Kraków: drony pomogą w walce z procederem wypalania traw
Krakowscy strażnicy miejscy będą wykorzystywać drony do patrolowania łąk i obszarów wzdłuż rzek i potoków, by reagować na przypadki wypalania traw. Funkcjonariusze przypominają, że jest to działanie nielegalne, za które grozi do 5 tys. zł grzywny.
Straż Miejska w Krakowie dysponuje dwoma dronami. "Będziemy starali się codziennie wykorzystywać obydwa, o ile pozwolą na to warunki atmosferyczne – nie będzie silnego wiatru i opadów" – powiedział PAP rzecznik prasowy krakowskiej Straży Miejskiej Marek Anioł.
Wypalanie traw jest prawnie zabronione. Proceder ten jest niebezpieczny dla ludzi, niszczy środowisko i zanieczyszcza powietrze. To także jedna z głównych przyczyn wiosennych pożarów, które są zagrożeniem dla ludzi i mienia, a akcje gaśnicze są trudne, bo ogień przenoszony przez wiatr rozprzestrzenia się na otwartej przestrzeni.
Strażnicy miejscy przypominają, że mitem jest, iż wypalanie traw poprawia żyzność gleby. Wręcz przeciwnie – przynosi jedynie szkody, bo niszczone są nie tylko suche trawy, ale także ich systemy korzeniowe, kultury bakteryjne i wiele gatunków bezkręgowców. Giną przez to także zwierzęta i owady.

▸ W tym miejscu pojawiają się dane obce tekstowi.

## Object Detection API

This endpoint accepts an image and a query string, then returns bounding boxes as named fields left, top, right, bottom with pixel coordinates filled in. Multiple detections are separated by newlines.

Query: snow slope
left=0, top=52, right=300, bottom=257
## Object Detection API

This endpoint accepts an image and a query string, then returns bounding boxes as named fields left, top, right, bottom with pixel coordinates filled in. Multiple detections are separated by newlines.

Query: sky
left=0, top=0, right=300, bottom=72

Jak powiedział PAP rzecznik małopolskiej Straży Pożarnej mł. bryg. Sebastian Woźniak od początku tego roku w całym województwie strażacy prawie 3,1 tys. razy wyjeżdżali do pożarów łąk, traw i nieużytków. Tylko w kwietniu – choć miesiąc jeszcze się nie skończył – musieli interweniować 1497 razy, z czego 1/3 pożarów – 458 – wydarzyła się na terenie Krakowa i powiatu krakowskiego, a w samym mieście było ich 109.
Najpoważniejsze w Krakowie były kwietniowe pożary traw w okolicy ulic Winnickiej i Tynieckiej oraz kilka dni temu w pobliżu ulicy Puszkarskiej.
Straż Pożarna prowadzi kampanię "Stop pożarom traw" i apeluje, by zaniechać tego procederu.